An increased minimum wage, longer leave for birth or adoption and changes in overtime are the key components of a bill aimed to help workers.
Rep. Jason Metsa (DFL-Virginia) said the bill he sponsors, HF763, has two pieces of federal conformity within it; however, it would also increase the state’s minimum wage to a level more than $1 higher than the federal rate.
The House Jobs and Economic Development Finance and Policy Committee held the amended bill over Thursday for possible inclusion in an omnibus bill. A companion, SF641, sponsored by Sen. Dan Sparks (DFL-Austin), awaits action by the Senate Jobs, Agriculture and Rural Development Committee.
“The reason we need to do these things are because we think, at the department, by creating more clarity and making it easier for both employers and employees to understand what the expectations are under Minnesota law will help increase compliance with those laws,” said Jessica Looman, assistant commissioner at the Department of Labor and Industry.
The bill would change when overtime must be paid to an employee from after 48 hours of work to 40 hours, and would change the state’s parental leave law from six weeks of unpaid leave to 12 weeks of unpaid leave upon the birth or adoption of a child.
However, the provision that generated all of the discussion was increasing the state’s minimum wage to $8.50 an hour for all employers with future increases based on inflation. Minnesota’s current minimum wage is $6.15 an hour for large employers and $5.25 for small ones. However, many workers receive the federal minimum wage of $7.25 an hour.

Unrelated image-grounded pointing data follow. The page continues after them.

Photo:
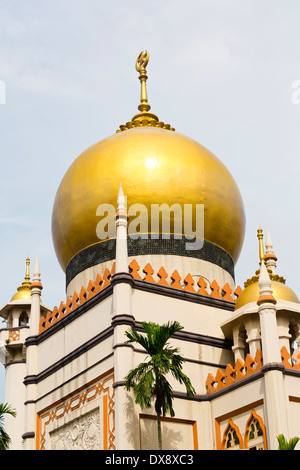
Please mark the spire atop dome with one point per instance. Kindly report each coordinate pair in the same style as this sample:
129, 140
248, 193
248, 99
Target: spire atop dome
140, 65
261, 245
270, 257
144, 118
23, 291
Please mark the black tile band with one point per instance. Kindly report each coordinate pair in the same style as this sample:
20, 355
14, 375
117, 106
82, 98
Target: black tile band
106, 251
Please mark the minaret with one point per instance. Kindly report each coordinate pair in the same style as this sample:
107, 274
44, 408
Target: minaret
12, 339
275, 396
32, 359
270, 257
122, 319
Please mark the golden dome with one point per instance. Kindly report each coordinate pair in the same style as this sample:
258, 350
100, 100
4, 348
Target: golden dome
24, 292
155, 165
280, 289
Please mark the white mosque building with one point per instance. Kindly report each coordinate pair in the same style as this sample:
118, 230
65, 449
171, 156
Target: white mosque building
66, 366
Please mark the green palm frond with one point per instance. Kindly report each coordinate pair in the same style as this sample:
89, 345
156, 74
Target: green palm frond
284, 444
148, 380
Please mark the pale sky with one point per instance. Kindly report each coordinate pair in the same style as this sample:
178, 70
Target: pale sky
220, 71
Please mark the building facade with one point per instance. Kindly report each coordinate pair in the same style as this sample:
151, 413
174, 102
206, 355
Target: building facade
148, 225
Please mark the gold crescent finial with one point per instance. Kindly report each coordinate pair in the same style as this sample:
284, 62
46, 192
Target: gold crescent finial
144, 118
140, 65
142, 62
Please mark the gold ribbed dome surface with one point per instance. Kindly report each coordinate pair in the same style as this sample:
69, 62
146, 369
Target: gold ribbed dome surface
155, 166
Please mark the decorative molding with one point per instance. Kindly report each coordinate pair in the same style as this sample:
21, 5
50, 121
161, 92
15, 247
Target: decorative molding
67, 415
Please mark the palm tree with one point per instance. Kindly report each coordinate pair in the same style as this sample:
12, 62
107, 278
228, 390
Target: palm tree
149, 380
5, 408
284, 444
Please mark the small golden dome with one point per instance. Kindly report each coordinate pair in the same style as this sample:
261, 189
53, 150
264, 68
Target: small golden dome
24, 292
251, 292
155, 165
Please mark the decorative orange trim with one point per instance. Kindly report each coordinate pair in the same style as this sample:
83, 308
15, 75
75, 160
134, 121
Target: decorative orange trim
188, 282
171, 420
14, 334
285, 357
232, 375
230, 415
270, 256
102, 282
36, 284
266, 298
94, 390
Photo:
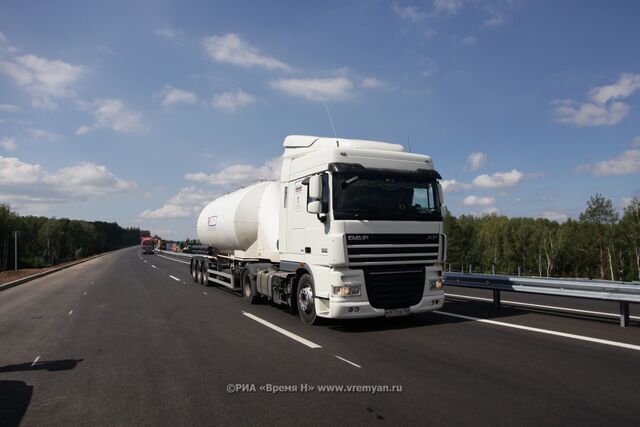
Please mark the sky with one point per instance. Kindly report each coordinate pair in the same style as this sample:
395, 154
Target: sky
142, 112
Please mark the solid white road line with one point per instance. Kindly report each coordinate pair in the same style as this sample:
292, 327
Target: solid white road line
282, 331
176, 260
543, 331
348, 361
550, 307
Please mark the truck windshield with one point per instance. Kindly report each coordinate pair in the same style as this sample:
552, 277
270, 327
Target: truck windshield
368, 196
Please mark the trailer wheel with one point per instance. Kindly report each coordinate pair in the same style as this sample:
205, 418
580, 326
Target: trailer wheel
194, 270
204, 274
249, 292
305, 300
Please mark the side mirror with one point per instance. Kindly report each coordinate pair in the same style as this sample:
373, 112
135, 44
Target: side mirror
314, 207
315, 187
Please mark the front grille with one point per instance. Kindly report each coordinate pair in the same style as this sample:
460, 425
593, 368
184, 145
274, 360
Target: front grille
392, 249
394, 287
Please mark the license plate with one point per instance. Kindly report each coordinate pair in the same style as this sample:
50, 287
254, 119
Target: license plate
397, 312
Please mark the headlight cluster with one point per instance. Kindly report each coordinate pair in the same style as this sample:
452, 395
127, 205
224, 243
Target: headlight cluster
436, 283
347, 290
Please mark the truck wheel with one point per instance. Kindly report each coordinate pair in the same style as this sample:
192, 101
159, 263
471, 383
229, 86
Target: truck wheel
305, 300
194, 270
249, 292
204, 274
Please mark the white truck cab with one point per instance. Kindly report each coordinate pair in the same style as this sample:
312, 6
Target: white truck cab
352, 229
364, 219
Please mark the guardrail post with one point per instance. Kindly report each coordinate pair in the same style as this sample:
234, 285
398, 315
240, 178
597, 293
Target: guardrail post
624, 314
496, 298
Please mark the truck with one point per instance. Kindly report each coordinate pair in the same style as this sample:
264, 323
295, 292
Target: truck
352, 229
147, 245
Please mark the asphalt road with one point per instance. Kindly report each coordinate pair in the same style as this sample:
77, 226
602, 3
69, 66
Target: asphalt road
121, 341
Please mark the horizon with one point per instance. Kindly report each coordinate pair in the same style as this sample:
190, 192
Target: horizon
141, 113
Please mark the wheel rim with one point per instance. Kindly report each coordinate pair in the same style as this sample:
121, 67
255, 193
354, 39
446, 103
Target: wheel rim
246, 285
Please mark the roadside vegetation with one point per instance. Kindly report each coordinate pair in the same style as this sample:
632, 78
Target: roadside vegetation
43, 242
599, 244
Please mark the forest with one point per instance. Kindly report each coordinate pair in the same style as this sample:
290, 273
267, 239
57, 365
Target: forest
43, 242
598, 245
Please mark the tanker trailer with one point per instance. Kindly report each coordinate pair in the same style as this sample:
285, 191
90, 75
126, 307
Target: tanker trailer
352, 229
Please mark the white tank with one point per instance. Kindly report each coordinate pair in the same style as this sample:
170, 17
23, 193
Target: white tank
243, 223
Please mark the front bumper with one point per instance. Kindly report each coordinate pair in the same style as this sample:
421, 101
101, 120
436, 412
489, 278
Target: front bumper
343, 309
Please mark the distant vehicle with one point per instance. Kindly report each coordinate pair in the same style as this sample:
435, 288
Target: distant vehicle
147, 245
352, 229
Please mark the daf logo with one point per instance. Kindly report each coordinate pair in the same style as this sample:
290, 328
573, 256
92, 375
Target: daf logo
360, 238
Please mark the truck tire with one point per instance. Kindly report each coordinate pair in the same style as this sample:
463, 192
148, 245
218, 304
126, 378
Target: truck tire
204, 274
305, 300
194, 270
197, 272
249, 292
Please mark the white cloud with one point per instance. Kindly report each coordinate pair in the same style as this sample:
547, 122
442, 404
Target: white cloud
494, 20
321, 90
43, 134
448, 7
168, 33
625, 164
372, 83
604, 109
469, 40
476, 161
555, 216
231, 49
111, 114
589, 114
452, 186
42, 78
498, 179
29, 186
8, 143
409, 13
230, 101
478, 201
169, 96
240, 174
188, 202
8, 108
626, 85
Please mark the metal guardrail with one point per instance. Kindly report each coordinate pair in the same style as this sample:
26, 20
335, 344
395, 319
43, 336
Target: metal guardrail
621, 292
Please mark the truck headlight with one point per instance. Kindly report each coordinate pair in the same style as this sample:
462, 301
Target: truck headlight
347, 290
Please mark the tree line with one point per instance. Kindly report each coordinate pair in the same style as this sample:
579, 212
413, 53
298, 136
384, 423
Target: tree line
597, 245
44, 242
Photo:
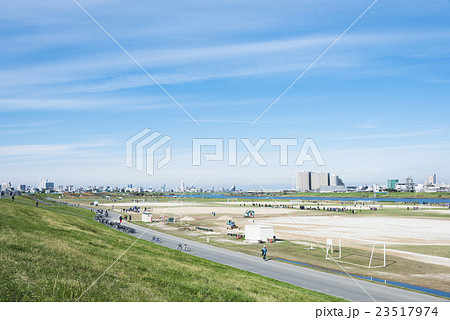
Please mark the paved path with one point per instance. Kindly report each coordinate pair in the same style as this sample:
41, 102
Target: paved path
335, 285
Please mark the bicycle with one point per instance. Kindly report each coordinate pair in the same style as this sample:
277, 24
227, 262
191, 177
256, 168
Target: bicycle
183, 247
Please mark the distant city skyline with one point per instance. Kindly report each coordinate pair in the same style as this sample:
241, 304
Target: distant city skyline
376, 103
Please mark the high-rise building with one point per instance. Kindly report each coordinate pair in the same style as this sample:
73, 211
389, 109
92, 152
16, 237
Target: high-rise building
6, 186
392, 184
432, 179
314, 181
324, 179
45, 184
303, 181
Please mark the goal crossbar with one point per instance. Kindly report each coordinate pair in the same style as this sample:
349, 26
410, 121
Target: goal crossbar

Looman said Gov. Mark Dayton has indicated he’d be comfortable with a state hourly minimum wage of $9 or $9.50.
Rep. Andrea Kieffer (R-Woodbury) asked why Metsa would want to meet federal standards for overtime and paternity leave, but exceed the wage.
“I believe it needed to be a little higher,” Metsa said. “It is conforming in the essence that we are exceeding that $7.25 mark.”
Metsa added that 19 states have a minimum wage greater than $7.25; 22 states use the federal rate for their minimum wage; four states, including Minnesota, are lower than the federal rate and five states have no minimum wage requirement. He also said 34 states or territories require overtime pay for working over 40 hours.